Моя вахта с Йоргеном прошла спокойно, туристы должны были просыпаться через полчаса.
Небо в огромном проеме перетекало из синего в лиловый: наступал вечер. Где-то у горизонта, над силуэтами далеких барханов, лежали слоями фиолетовые облака. Я отключил камеру, а Йоргена послал снять в коридорах датчики движения.
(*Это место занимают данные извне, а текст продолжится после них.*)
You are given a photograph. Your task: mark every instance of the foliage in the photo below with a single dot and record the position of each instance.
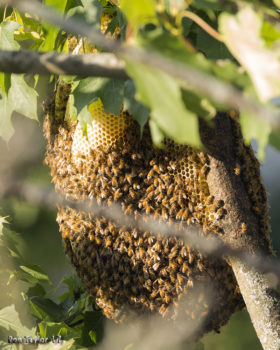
(72, 317)
(244, 54)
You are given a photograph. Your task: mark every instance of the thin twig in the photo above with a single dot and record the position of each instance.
(205, 26)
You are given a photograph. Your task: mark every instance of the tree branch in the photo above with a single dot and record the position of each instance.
(215, 89)
(31, 62)
(212, 246)
(263, 303)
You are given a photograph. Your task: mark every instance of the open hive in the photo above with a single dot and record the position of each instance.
(131, 271)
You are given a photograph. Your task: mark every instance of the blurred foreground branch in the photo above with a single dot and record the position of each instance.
(215, 89)
(32, 62)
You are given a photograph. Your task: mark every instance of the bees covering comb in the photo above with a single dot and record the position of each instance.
(127, 270)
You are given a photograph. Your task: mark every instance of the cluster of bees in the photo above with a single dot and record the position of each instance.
(131, 271)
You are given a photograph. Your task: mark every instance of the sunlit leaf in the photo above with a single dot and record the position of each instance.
(242, 34)
(134, 107)
(10, 320)
(162, 94)
(22, 97)
(255, 128)
(7, 41)
(138, 11)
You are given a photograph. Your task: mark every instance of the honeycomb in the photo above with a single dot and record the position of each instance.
(128, 271)
(104, 130)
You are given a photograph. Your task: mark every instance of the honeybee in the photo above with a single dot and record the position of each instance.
(190, 283)
(173, 265)
(129, 209)
(237, 169)
(191, 257)
(128, 178)
(185, 214)
(243, 228)
(150, 174)
(117, 194)
(141, 253)
(132, 193)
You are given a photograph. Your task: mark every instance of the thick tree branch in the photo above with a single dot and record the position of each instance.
(215, 89)
(262, 302)
(31, 62)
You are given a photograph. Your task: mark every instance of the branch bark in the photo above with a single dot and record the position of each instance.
(31, 62)
(263, 303)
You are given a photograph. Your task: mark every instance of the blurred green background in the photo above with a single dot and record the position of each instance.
(23, 158)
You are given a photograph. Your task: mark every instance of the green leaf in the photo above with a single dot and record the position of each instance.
(242, 35)
(274, 140)
(138, 11)
(91, 89)
(48, 329)
(45, 308)
(269, 33)
(162, 94)
(212, 48)
(6, 128)
(135, 108)
(7, 41)
(59, 5)
(93, 327)
(255, 128)
(36, 272)
(23, 98)
(173, 47)
(90, 12)
(65, 345)
(9, 320)
(198, 105)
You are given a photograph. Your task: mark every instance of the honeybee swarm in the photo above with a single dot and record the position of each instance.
(130, 271)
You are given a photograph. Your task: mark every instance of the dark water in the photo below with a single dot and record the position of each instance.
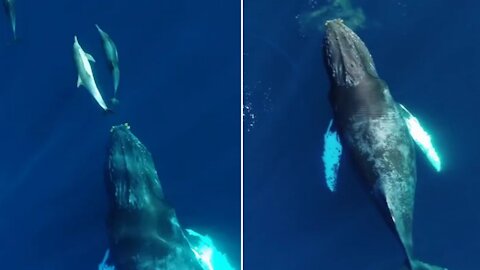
(178, 91)
(428, 52)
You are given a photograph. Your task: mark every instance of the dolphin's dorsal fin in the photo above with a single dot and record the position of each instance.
(90, 57)
(421, 137)
(332, 151)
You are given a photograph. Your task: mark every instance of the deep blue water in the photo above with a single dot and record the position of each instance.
(428, 53)
(179, 91)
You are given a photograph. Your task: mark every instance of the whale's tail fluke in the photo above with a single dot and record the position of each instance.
(418, 265)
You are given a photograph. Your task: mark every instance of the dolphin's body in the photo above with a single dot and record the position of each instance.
(112, 56)
(144, 233)
(9, 6)
(372, 126)
(85, 73)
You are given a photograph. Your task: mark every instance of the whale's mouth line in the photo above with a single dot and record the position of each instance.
(348, 60)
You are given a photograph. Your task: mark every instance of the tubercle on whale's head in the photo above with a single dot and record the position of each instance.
(347, 59)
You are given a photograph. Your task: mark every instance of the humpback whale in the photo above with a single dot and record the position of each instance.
(85, 73)
(112, 56)
(144, 233)
(375, 129)
(9, 6)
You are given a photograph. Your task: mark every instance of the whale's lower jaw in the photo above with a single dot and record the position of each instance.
(145, 261)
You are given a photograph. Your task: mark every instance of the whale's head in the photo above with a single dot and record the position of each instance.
(347, 59)
(132, 178)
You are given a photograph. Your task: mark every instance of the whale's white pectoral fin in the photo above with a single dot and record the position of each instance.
(90, 57)
(421, 137)
(332, 151)
(79, 81)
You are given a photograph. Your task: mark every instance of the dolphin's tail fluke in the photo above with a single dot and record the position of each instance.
(418, 265)
(114, 101)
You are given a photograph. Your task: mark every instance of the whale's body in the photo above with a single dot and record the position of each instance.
(371, 125)
(144, 233)
(85, 73)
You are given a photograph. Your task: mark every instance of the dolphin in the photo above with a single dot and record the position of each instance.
(85, 74)
(9, 6)
(143, 230)
(112, 56)
(373, 127)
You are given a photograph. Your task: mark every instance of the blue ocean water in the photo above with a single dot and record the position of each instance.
(427, 52)
(179, 91)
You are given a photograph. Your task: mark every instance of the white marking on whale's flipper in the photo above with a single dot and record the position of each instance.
(90, 57)
(103, 265)
(422, 138)
(332, 151)
(209, 257)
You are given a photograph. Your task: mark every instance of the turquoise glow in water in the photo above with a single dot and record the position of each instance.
(423, 139)
(331, 156)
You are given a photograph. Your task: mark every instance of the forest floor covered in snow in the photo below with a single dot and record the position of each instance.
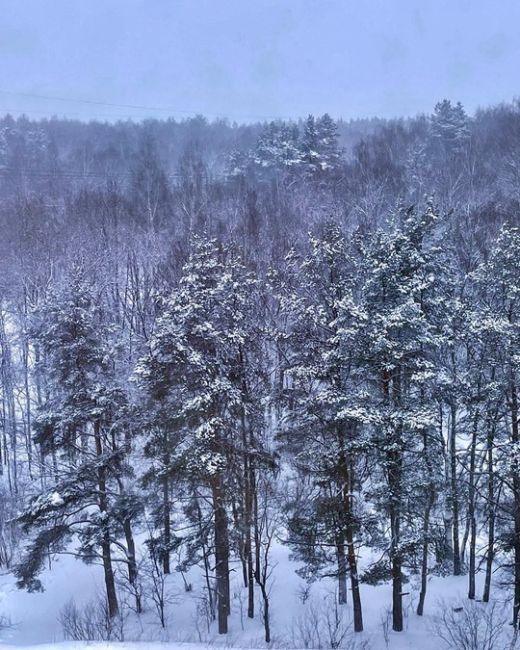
(35, 617)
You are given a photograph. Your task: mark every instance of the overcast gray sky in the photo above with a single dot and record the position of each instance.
(255, 59)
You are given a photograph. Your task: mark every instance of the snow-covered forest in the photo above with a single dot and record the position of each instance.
(260, 383)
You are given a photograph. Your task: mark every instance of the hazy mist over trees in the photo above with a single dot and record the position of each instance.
(217, 339)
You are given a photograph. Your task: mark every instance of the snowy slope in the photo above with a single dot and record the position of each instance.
(35, 615)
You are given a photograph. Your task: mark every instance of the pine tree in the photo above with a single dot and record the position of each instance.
(82, 426)
(327, 409)
(193, 373)
(400, 300)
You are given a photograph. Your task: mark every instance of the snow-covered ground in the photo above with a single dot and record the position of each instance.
(34, 616)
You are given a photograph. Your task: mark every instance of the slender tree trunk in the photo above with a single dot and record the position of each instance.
(454, 492)
(110, 585)
(249, 483)
(490, 555)
(424, 555)
(132, 562)
(471, 509)
(515, 439)
(166, 509)
(221, 555)
(346, 473)
(342, 570)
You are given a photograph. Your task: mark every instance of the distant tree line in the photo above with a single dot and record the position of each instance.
(221, 335)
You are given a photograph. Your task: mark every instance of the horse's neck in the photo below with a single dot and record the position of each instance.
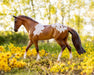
(29, 25)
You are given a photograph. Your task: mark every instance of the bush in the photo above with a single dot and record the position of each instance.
(12, 37)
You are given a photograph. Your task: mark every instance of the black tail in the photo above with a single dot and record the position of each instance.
(76, 41)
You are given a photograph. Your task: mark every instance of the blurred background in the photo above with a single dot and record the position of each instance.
(77, 14)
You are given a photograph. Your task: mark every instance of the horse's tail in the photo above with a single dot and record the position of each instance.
(76, 41)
Плечо уже стало зарастать: на мне все как на цербере заживает. Уже почти не болело, только если резко шевелить — больно покалывало.
— Как двинем-то отсюда? — спросил Йорген деловито.
— Да я думаю, перейдем русло, — сказал я, вытянув ладонь по направлению к тридцатиметровому экрану, в котором разворачивалась панорама вечера, — а там надо на север повер...
Я прервался на полуслове, потому что с верхней границы дыры посыпались мелкие камешки, и раздалась какая-то возня. Затем внезапно появились пять силуэтов людей, спускавшихся по разматывающимся веревкам.
Я схватил в руки автомат, скинув с плеча ремень, передернул затвор и метнулся к стене, заняв позицию в одной из ступенчатых ниш, и заметил, что Йорген поступил так же.
Пятеро мужчин были почти голыми: только в берцах и с набедренными повязками, поверх которых с поясов свисали армейские подсумки с боекомплектом, запасные рожки и гранаты. В руках эти парни сжимали разнообразные автоматы, вставая на одно колено и изготавливаясь к стрельбе. Волосы у них были длинные и спутанные, тела крепкие, стройные и мускулистые, лица скрывала тень.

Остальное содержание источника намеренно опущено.